İslam Edebiyatı ve Musiki
Musiki İslam medeniyetinde ve edebiyatında derin bir nehir gibidir. Âlimler arasında musikişinas çoktur. Kindî, Farabî, İbn Sina gibi ilk dönem İslam filozoflarının ise neredeyse hepsinin musiki ile ilgili risaleleri vardır.
İslami edebiyatı, İslam tarihi, felsefesi ve düşüncesini bilmeden anlamak mümkün değildir. Bu edebiyatın temel unsurları olarak Arap, Fars ve Türk edebiyatlarını en başta saymak gerekir. Musikinin edebiyata kaynaklık edişindeki seviyeyi göstermek için Şeyhülislam Esad Efendinin bir gazelinden bir beyti izah etmeye çalışalım.
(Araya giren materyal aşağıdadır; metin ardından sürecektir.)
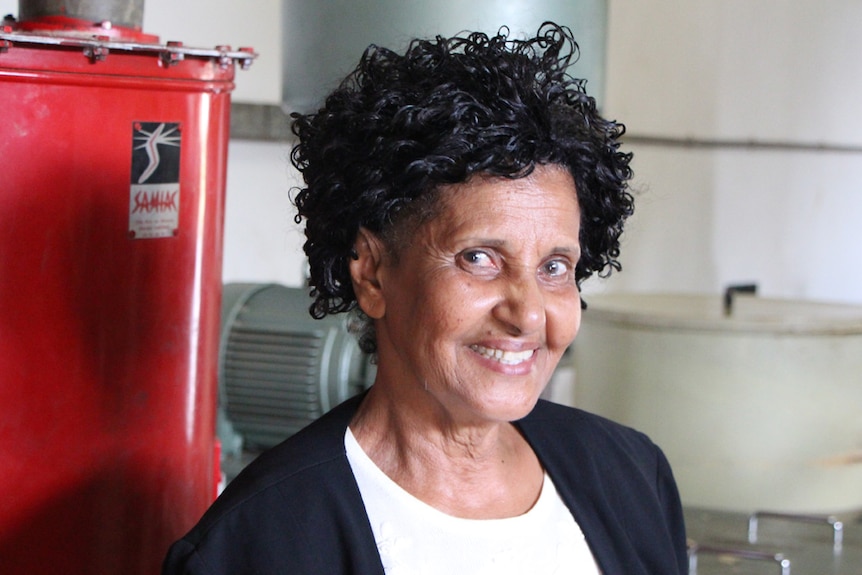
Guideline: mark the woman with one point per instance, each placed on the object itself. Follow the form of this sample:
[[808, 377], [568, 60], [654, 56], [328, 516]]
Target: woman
[[457, 197]]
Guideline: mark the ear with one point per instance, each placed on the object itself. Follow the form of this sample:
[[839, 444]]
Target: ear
[[365, 271]]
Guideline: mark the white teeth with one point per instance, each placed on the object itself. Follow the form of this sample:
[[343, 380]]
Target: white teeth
[[505, 357]]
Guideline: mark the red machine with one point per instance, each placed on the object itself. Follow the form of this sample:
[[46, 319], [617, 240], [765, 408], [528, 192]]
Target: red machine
[[112, 174]]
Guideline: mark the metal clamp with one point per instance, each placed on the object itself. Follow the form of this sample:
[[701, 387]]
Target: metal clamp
[[694, 549], [97, 48], [836, 525]]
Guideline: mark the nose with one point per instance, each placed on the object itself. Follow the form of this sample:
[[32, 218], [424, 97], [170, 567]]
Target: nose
[[522, 304]]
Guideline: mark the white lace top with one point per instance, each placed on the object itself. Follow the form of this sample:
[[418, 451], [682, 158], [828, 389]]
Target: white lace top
[[414, 538]]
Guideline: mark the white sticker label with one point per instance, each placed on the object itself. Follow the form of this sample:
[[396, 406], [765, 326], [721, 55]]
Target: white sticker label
[[154, 198]]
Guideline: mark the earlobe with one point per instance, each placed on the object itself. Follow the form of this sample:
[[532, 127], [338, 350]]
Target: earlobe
[[365, 265]]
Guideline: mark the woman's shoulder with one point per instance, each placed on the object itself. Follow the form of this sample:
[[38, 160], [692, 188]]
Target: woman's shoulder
[[553, 427], [572, 420], [262, 517]]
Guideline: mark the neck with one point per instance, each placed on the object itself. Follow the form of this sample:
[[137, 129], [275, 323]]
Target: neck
[[475, 469]]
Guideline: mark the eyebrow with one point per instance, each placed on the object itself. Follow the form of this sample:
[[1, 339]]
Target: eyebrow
[[497, 243]]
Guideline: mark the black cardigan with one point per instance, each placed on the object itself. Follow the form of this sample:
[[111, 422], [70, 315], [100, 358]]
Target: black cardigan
[[297, 509]]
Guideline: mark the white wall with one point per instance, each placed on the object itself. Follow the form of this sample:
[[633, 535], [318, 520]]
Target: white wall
[[731, 70], [734, 70]]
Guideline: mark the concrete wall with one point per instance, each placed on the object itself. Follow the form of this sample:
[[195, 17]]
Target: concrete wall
[[746, 131]]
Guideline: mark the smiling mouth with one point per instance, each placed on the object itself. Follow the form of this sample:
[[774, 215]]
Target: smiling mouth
[[504, 357]]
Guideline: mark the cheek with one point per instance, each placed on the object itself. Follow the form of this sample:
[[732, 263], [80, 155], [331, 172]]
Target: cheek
[[564, 321]]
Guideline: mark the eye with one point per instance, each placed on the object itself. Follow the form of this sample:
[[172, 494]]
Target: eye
[[477, 258], [558, 268]]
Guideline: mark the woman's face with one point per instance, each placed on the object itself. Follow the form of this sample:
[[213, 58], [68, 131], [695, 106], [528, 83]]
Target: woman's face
[[479, 307]]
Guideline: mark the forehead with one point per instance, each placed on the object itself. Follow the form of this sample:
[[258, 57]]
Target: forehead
[[547, 196]]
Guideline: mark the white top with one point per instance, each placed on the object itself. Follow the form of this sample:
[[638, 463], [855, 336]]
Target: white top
[[414, 538]]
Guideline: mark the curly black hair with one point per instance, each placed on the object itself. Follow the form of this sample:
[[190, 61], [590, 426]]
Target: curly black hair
[[400, 127]]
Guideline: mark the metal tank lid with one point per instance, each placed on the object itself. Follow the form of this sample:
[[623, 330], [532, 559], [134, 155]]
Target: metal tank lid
[[706, 312], [99, 27]]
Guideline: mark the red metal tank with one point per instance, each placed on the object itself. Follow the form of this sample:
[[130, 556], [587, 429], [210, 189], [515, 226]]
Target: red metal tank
[[112, 174]]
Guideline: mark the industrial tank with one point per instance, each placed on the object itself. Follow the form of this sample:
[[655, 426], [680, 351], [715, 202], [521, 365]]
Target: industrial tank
[[756, 404], [112, 161]]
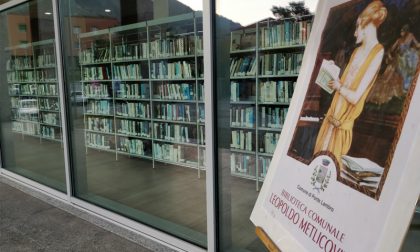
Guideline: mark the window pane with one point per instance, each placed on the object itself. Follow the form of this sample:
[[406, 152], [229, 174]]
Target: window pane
[[258, 57], [30, 102], [135, 83]]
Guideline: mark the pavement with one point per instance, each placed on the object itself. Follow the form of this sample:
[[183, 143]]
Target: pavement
[[29, 224]]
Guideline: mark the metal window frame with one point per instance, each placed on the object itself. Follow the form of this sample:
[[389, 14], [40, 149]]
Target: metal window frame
[[126, 223]]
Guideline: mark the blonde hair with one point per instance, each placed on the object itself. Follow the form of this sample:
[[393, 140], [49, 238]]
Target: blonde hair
[[375, 12]]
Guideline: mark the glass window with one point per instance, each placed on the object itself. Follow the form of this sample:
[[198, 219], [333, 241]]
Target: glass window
[[31, 135], [135, 82], [258, 55]]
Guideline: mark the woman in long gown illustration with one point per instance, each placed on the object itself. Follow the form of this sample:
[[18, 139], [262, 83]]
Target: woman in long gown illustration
[[335, 134]]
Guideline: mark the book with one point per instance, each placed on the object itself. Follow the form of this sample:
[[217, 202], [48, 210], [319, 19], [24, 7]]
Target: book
[[328, 72]]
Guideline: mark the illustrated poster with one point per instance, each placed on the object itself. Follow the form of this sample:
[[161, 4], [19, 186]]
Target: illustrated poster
[[343, 175]]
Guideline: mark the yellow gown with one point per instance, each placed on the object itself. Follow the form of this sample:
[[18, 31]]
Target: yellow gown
[[339, 128]]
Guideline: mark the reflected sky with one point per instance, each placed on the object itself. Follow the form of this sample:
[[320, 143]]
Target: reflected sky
[[246, 12]]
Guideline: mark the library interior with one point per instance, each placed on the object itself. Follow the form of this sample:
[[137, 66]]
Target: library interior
[[105, 101]]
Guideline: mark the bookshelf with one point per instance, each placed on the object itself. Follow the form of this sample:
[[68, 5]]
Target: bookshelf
[[33, 90], [264, 66], [143, 90]]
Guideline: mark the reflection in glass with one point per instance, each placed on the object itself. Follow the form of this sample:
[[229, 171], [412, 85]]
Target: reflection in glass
[[135, 79], [30, 103], [258, 59]]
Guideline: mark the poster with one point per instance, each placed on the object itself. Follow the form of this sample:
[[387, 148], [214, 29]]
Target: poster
[[343, 176]]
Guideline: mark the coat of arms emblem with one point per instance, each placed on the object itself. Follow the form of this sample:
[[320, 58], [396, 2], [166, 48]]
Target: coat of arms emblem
[[321, 176]]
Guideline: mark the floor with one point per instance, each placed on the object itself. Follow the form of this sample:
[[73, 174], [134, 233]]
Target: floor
[[170, 198], [29, 224]]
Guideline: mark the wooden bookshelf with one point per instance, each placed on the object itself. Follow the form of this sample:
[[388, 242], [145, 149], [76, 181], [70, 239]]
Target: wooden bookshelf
[[265, 63], [33, 88], [146, 81]]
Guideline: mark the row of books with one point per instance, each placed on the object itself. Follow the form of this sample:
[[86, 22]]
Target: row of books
[[242, 164], [132, 90], [98, 107], [27, 89], [14, 101], [96, 73], [169, 152], [99, 141], [276, 91], [50, 132], [134, 128], [242, 116], [172, 70], [285, 33], [272, 117], [96, 90], [178, 46], [94, 55], [47, 89], [49, 104], [130, 51], [51, 118], [242, 140], [263, 164], [22, 76], [46, 59], [127, 72], [173, 112], [26, 128], [242, 91], [133, 146], [33, 117], [173, 132], [133, 109], [19, 63], [174, 91], [243, 66], [201, 114], [174, 46], [100, 124], [268, 142], [280, 63]]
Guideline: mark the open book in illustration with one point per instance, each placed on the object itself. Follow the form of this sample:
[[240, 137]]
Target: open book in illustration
[[328, 71], [362, 171]]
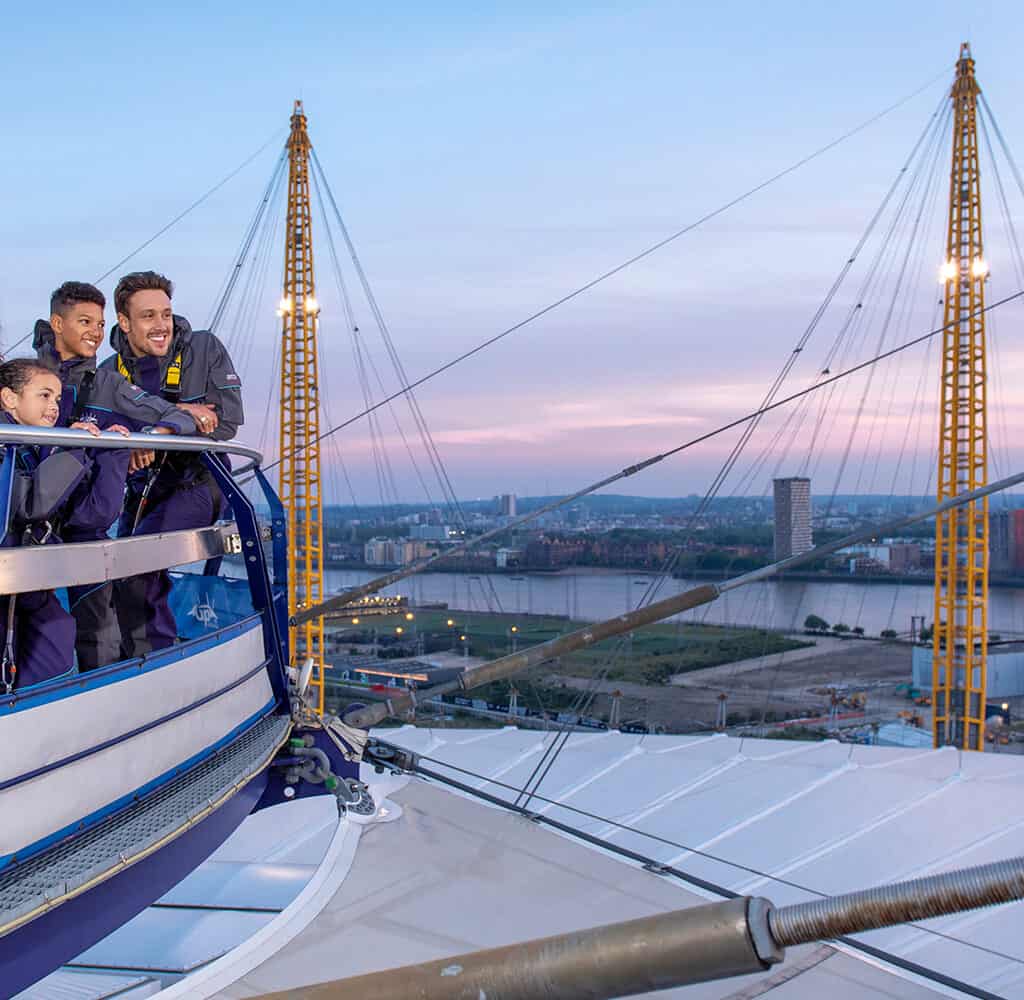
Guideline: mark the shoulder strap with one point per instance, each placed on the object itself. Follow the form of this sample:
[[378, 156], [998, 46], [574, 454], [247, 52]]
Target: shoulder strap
[[172, 381], [83, 394], [171, 390]]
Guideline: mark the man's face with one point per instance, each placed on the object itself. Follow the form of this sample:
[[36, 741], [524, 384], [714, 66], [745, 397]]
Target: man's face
[[150, 322], [79, 332]]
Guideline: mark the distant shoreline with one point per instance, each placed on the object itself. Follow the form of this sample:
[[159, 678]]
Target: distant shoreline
[[914, 579]]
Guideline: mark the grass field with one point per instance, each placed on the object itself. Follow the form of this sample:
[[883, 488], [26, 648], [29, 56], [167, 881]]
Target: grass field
[[650, 655]]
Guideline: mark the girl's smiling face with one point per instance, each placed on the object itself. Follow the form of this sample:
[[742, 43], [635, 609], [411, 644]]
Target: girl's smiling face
[[38, 402]]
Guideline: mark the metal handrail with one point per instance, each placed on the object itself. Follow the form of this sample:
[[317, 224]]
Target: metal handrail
[[62, 437]]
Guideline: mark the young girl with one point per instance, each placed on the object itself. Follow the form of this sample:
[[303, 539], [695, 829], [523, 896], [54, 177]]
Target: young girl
[[50, 486]]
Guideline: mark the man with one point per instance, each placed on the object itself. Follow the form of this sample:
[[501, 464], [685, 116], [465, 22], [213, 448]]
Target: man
[[70, 342], [160, 352]]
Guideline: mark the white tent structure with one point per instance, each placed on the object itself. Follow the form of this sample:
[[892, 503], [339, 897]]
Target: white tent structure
[[297, 898]]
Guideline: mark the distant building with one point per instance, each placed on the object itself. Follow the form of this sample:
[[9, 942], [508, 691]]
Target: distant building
[[505, 505], [793, 517], [1006, 540], [507, 558], [392, 552], [432, 532]]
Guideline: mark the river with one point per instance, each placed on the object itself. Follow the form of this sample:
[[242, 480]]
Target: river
[[601, 594]]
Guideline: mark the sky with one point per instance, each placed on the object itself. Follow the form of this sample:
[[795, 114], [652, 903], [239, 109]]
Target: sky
[[489, 159]]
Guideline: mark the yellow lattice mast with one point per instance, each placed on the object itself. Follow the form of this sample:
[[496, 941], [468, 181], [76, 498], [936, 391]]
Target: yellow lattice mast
[[300, 467], [961, 640]]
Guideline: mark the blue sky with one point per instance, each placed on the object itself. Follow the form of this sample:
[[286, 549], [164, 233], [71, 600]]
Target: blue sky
[[487, 160]]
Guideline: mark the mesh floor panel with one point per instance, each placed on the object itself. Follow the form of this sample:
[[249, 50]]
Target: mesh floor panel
[[123, 835]]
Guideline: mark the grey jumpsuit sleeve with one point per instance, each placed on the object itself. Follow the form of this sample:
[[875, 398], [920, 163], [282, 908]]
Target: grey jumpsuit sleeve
[[223, 391], [140, 406]]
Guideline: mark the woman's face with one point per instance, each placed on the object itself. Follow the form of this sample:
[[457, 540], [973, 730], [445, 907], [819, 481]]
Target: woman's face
[[38, 402]]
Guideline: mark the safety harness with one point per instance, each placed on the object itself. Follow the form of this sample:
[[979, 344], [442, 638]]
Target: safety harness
[[171, 389], [8, 665]]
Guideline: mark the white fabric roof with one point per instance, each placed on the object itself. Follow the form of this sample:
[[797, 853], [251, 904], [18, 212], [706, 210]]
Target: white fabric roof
[[448, 874]]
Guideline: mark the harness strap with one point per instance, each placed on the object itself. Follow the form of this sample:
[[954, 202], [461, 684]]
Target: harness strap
[[8, 668], [82, 396], [171, 389]]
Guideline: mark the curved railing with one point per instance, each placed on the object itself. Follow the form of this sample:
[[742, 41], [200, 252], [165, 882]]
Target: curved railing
[[62, 437], [46, 567], [29, 568]]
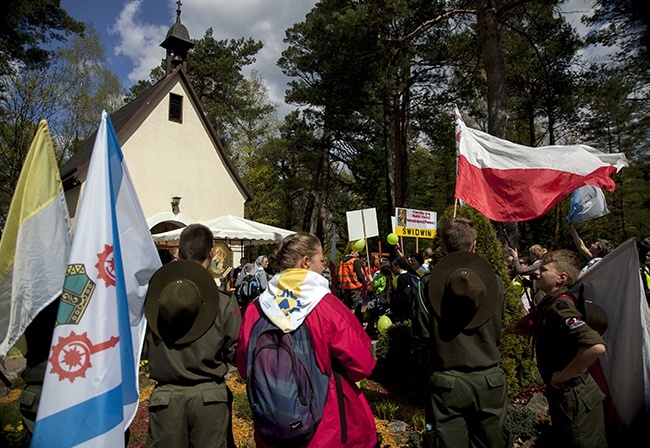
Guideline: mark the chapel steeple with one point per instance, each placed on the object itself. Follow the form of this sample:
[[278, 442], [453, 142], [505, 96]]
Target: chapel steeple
[[177, 43]]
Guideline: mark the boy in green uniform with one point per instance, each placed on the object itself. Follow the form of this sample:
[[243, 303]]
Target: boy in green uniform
[[565, 347], [191, 337], [458, 317]]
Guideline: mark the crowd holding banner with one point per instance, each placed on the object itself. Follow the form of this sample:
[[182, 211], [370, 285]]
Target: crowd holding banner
[[101, 275]]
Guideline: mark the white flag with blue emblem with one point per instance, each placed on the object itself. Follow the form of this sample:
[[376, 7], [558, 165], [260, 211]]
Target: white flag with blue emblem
[[90, 393], [587, 202]]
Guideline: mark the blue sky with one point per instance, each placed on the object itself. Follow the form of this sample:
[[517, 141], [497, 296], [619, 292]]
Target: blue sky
[[132, 30]]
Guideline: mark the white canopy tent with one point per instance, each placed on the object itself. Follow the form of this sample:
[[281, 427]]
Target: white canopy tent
[[234, 228]]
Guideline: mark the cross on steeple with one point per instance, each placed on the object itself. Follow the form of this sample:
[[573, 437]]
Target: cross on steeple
[[177, 43]]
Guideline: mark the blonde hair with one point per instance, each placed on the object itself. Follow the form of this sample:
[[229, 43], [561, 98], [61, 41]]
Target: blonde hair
[[293, 248], [536, 251], [564, 261]]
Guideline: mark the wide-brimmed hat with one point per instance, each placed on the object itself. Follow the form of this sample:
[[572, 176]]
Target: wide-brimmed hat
[[182, 302], [463, 290]]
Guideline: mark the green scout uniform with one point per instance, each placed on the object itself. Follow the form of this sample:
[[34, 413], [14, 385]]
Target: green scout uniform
[[468, 396], [576, 410], [191, 404]]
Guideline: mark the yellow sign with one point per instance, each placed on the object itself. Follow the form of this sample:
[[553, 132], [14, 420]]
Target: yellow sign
[[416, 223]]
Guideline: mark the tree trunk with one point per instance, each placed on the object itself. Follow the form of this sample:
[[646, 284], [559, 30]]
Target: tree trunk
[[488, 28], [494, 67]]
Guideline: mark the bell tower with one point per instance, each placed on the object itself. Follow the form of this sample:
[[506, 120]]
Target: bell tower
[[177, 44]]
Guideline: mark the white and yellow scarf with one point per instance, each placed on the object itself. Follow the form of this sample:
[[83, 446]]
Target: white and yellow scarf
[[291, 295]]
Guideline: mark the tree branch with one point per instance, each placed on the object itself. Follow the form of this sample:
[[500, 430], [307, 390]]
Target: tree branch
[[440, 18], [513, 4]]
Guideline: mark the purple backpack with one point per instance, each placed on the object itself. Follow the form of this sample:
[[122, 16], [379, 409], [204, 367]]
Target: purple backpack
[[286, 388]]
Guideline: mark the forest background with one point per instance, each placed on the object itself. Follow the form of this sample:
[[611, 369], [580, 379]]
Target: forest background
[[375, 83]]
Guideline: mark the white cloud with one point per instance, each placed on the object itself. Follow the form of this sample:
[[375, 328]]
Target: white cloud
[[262, 20]]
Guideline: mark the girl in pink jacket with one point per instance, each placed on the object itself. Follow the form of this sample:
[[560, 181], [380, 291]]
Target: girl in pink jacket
[[337, 336]]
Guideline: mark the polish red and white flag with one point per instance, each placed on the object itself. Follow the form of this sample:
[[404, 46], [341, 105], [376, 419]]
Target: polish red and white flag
[[508, 182]]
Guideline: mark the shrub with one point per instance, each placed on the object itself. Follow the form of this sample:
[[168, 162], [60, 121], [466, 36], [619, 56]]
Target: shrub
[[241, 407], [386, 410], [521, 424]]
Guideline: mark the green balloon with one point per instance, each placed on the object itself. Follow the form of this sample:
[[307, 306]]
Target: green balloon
[[383, 323], [359, 245]]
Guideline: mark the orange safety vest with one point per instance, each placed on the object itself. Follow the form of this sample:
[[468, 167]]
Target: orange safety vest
[[347, 277]]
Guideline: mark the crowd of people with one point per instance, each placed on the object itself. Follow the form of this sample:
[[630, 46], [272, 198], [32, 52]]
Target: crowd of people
[[456, 306]]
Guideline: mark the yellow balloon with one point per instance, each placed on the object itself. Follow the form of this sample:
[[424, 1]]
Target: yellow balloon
[[359, 245], [383, 323]]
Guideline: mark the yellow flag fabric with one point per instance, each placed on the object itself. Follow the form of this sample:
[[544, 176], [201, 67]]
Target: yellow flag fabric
[[36, 241]]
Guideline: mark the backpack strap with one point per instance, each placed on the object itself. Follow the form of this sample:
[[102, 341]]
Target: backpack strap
[[339, 396], [420, 296]]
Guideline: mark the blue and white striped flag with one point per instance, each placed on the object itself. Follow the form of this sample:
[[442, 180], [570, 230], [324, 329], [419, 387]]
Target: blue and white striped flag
[[587, 202], [90, 393]]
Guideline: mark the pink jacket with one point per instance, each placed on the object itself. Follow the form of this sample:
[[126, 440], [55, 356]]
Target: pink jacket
[[337, 334]]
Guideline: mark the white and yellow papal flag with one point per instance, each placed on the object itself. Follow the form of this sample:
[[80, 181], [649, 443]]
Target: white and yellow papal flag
[[35, 244]]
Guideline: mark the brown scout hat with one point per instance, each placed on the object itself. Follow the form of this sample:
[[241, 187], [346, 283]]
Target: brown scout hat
[[182, 302], [464, 290]]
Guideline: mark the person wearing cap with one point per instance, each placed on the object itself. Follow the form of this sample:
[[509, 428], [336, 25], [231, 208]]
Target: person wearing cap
[[191, 337], [352, 279], [459, 319], [565, 346]]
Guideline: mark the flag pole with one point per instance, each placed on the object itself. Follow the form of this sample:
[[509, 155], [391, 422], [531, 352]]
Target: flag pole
[[457, 120]]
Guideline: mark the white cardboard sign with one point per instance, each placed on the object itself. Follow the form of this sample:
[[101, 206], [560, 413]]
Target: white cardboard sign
[[362, 224]]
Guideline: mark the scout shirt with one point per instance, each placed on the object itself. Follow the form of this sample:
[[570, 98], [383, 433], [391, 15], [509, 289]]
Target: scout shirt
[[560, 332]]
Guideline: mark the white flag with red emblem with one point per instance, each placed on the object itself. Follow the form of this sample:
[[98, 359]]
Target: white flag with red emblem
[[90, 391]]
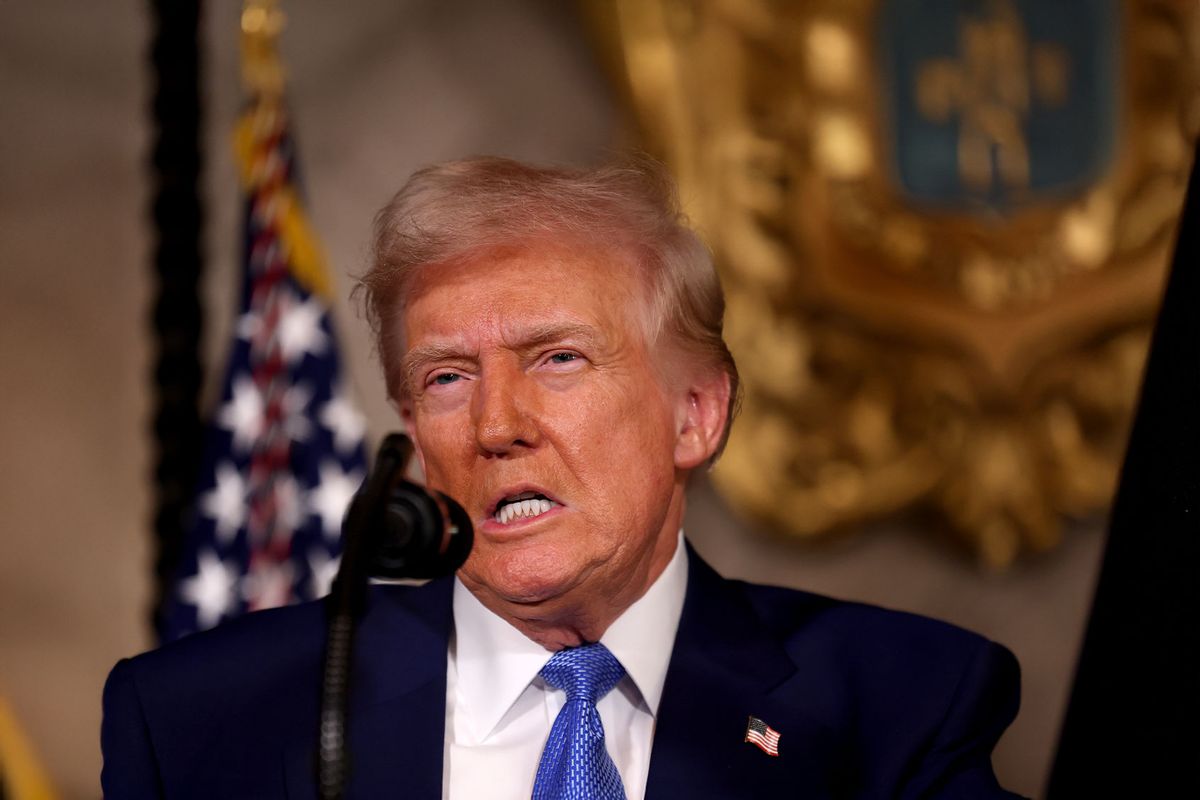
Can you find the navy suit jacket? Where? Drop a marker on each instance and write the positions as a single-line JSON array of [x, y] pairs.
[[869, 703]]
Kendisi gibi abisi, babası ve kayınpederi de şeyhülislam olan Esad Efendi (1684-1752), Osmanlı ulemasının önde gelenlerinden. Fıkıh ve tefsirle ilgili eserleri var. Üç dili şiir söyleyecek kadar iyi bilir. O kadar ki Türkçeden Arapça ve Farsçaya bir sözlük hazırlamıştır. Ama onun diğer din bilginlerinden farklı bir yönü daha var: Besteleri de olan bir musiki adamı…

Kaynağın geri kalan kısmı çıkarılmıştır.